We can view a document or query as a vector of weights:
$$
\vec{d_j} = (w_1, w_2, w_3, \dots)
$$
\subsection{Boolean Model}
The \textbf{Boolean model} of information retrieval is based on set theory \& Boolean algebra.
A query is viewed as a Boolean expression.
The model also assumes terms are present or absent, hence term weights $w_{i,j}$ are binary \& discrete, i.e.,
$w_{i,j}$ is an element of $\{0, 1\}$.
\\\\
Advantages of the Boolean model include:
\begin{itemize}
\item Clean formalism.
\item Widespread \& popular.
\item Relatively simple
\end{itemize}
Disadvantages of the Boolean model include:
\begin{itemize}
\item People often have difficulty formulating expressions, harbours some difficulty in use.
\item Documents are considered either relevant or irrelevant; no partial matching allowed.
\item Poor performance.
\item Suffers badly from natural language effects of synonymy etc.
\item No ranking of results.
\item Terms in a document are considered independent of each other.
\end{itemize}
\subsubsection{Example}
$$
q = t_1 \land (t_2 \lor (\neg t_3))
$$
\begin{minted}[linenos, breaklines, frame=single]{sql}
q = t1 AND (t2 OR (NOT t3))
\end{minted}
This can be mapped to what is termed \textbf{disjunctive normal form}, where we have a series of disjunctions
(or logical ORs) of conjunctions.
$$
q = 100 \lor 110 \lor 111
$$
If a document satisfies any of the components, the document is deemed relevant and returned.
\subsection{Vector Space Model}
The \textbf{vector space model} attempts to improve upon the Boolean model by removing the limitation of binary
weights for index terms.
Terms can have non-binary weights in both queries \& documents.

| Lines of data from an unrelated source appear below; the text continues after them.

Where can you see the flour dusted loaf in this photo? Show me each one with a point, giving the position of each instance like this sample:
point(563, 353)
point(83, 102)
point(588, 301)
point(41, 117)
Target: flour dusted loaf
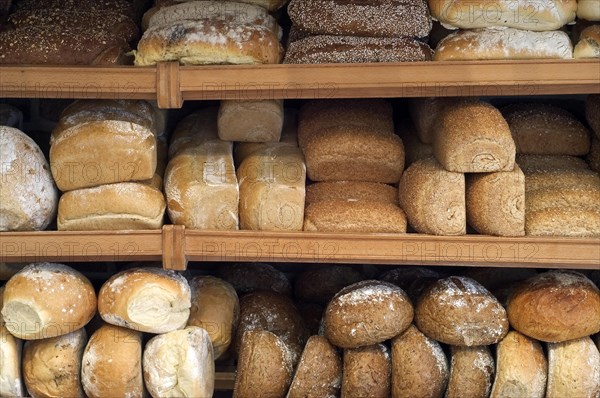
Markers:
point(29, 313)
point(28, 196)
point(149, 299)
point(367, 313)
point(180, 364)
point(555, 306)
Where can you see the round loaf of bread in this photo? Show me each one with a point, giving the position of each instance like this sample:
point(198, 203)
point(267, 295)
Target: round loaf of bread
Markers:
point(215, 308)
point(28, 196)
point(180, 364)
point(112, 363)
point(264, 367)
point(367, 313)
point(367, 372)
point(555, 306)
point(29, 313)
point(319, 372)
point(150, 300)
point(459, 311)
point(52, 367)
point(419, 366)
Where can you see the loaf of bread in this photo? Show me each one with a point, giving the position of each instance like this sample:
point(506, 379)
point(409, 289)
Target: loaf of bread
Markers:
point(201, 187)
point(28, 196)
point(555, 306)
point(319, 371)
point(367, 313)
point(30, 315)
point(521, 368)
point(327, 49)
point(180, 364)
point(543, 129)
point(264, 367)
point(471, 136)
point(573, 369)
point(150, 300)
point(112, 363)
point(52, 367)
point(419, 366)
point(433, 198)
point(367, 372)
point(250, 121)
point(216, 309)
point(459, 311)
point(536, 15)
point(272, 189)
point(503, 43)
point(471, 372)
point(496, 202)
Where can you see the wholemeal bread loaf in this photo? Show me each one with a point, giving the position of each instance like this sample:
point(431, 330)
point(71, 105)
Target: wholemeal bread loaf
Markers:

Hence, we can represent the documents \& the query as $n$-dimensional vectors.
$$
\vec{d_j} = (w_{1,j}, w_{2,j}, \dots, w_{n,j})
$$
$$
\vec{q} = (w_{1,q}, w_{2,q}, \dots, w_{n,q})
$$
We can calculate the similarity between a document \& a query by calculating the similarity between the vector
representations of the document \& query by measuring the cosine of the angle between the two vectors.
$$
\vec{a} \cdot \vec{b} = \mid \vec{a} \mid \mid \vec{b} \mid \cos (\vec{a}, \vec{b})
$$
$$
\Rightarrow \cos (\vec{a}, \vec{b}) = \frac{\vec{a} \cdot \vec{b}}{\mid \vec{a} \mid \mid \vec{b} \mid}
$$
We can therefore calculate the similarity between a document and a query as:
$$
\text{sim}(q,d) = \cos (\vec{q}, \vec{d}) = \frac{\vec{q} \cdot \vec{d}}{\mid \vec{q} \mid \mid \vec{d} \mid}
$$
Considering term weights on the query and documents, we can calculate similarity between the document \& query as:
$$
\text{sim}(q,d) =
\frac
{\sum^N_{i=1} (w_{i,q} \times w_{i,d})}
{\sqrt{\sum^N_{i=1} (w_{i,q})^2} \times \sqrt{\sum^N_{i=1} (w_{i,d})^2} }
$$
Advantages of the vector space model over the Boolean model include:
\begin{itemize}
\item Improved performance due to weighting schemes.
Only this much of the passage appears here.